Email is one of those systems that almost no business can function without in this day and age. Getting to lost email messages quickly is almost as important as getting email flowing again.
Recently, I had to deal with a pretty significant email disaster. A lot of email was lost. Getting email back up and running wasn’t too hard but a lot of email had been lost. In a post-mortem we looked into many potential solutions to the ongoing issue of email backups which are often tricky and difficult to do properly.
One of the best suggestions made in our post-mortem engineering sessions was to have email backed-up, on the fly, message by message via forwarding to Google’s GMail service.
Now, before we get too far, I need to state that this is not a comprehensive backup solution. Using email forwarding to GMail (or any other email service) must be handled account by account which causes it to scale very poorly. It would be an administrative nightmare for a shop of any size but is quite easy for a very small organization of up to possibly twenty or thirty people. It also does not handle outgoing (sent) email in any way but only incoming email – which is almost always where the important messages are located. A traditional backup of your email system is still necessary. This is really a complimentary service not a replacement solution.
What is great about forwarding to GMail is that it is free, it is extremely convenient, it can be handled by the email users who want it and ignored by those who do not, it is almost instantaneous and the backups will continue even when an email client is not connected – unlike an IMAP or POP client based backup strategy. Google provides so much storage capacity that likely you can send years of email messages to GMail without ever needing to clean out your archived messages.

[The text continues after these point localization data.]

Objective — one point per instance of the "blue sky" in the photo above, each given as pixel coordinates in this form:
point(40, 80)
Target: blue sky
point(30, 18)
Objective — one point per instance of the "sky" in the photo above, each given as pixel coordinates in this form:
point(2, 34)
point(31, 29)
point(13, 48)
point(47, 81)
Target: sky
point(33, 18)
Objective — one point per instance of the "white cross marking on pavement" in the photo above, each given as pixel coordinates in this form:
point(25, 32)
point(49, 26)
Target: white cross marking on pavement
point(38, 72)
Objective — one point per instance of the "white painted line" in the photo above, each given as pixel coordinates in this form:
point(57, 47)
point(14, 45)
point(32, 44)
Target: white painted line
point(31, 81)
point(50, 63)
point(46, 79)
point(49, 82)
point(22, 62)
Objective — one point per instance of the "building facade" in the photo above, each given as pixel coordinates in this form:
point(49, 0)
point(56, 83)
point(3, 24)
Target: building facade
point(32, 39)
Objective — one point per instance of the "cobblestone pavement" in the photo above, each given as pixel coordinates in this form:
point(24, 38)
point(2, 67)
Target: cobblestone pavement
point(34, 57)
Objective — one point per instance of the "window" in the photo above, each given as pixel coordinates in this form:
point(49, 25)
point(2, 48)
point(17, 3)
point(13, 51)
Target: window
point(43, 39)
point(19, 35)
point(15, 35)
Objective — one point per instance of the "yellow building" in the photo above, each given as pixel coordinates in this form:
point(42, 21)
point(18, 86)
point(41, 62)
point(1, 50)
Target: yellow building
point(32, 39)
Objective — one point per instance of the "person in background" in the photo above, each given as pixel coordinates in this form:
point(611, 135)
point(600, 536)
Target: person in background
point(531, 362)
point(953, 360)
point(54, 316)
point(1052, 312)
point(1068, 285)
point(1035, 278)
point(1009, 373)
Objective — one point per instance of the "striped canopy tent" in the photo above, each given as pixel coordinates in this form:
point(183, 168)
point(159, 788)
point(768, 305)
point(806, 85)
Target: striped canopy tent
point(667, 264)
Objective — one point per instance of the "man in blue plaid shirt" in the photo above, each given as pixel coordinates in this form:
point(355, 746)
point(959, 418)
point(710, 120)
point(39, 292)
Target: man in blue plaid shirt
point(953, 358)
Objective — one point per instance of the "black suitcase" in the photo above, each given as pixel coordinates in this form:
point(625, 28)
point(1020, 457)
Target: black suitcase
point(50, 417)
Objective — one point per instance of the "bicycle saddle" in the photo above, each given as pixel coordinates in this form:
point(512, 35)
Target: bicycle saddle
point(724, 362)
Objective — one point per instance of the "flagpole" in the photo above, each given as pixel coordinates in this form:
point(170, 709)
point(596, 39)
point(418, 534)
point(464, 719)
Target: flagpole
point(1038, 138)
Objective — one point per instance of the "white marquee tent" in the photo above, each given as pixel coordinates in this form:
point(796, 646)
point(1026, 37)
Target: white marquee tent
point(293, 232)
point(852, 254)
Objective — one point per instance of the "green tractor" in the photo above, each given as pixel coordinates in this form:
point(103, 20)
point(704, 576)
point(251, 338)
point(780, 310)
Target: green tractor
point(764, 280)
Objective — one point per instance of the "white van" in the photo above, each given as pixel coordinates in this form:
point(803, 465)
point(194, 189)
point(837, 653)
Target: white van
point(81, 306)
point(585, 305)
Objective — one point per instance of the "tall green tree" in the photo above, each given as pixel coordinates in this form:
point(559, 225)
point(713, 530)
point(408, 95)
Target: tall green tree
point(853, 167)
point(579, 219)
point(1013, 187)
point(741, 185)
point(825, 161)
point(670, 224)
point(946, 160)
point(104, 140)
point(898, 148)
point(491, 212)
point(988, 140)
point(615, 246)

Email forwarding can be set up by individual users or by an email administrator although if individual users do not manage their own GMail accounts this can be problematic. There is also the potential option to have several company email account forward to a single GMail account although comingling email will result is all kinds of potential headaches later and be sure to be very confident about your legal ground for combining email in this manner.
Smaller organizations need to carefully consider how to take best advantage of the email options that they have available to them. Email forwarding is one way in which very small organizations can take advantage of their size. Large organizations would be forced to use more complex and expensive backup strategies to achieve these same results.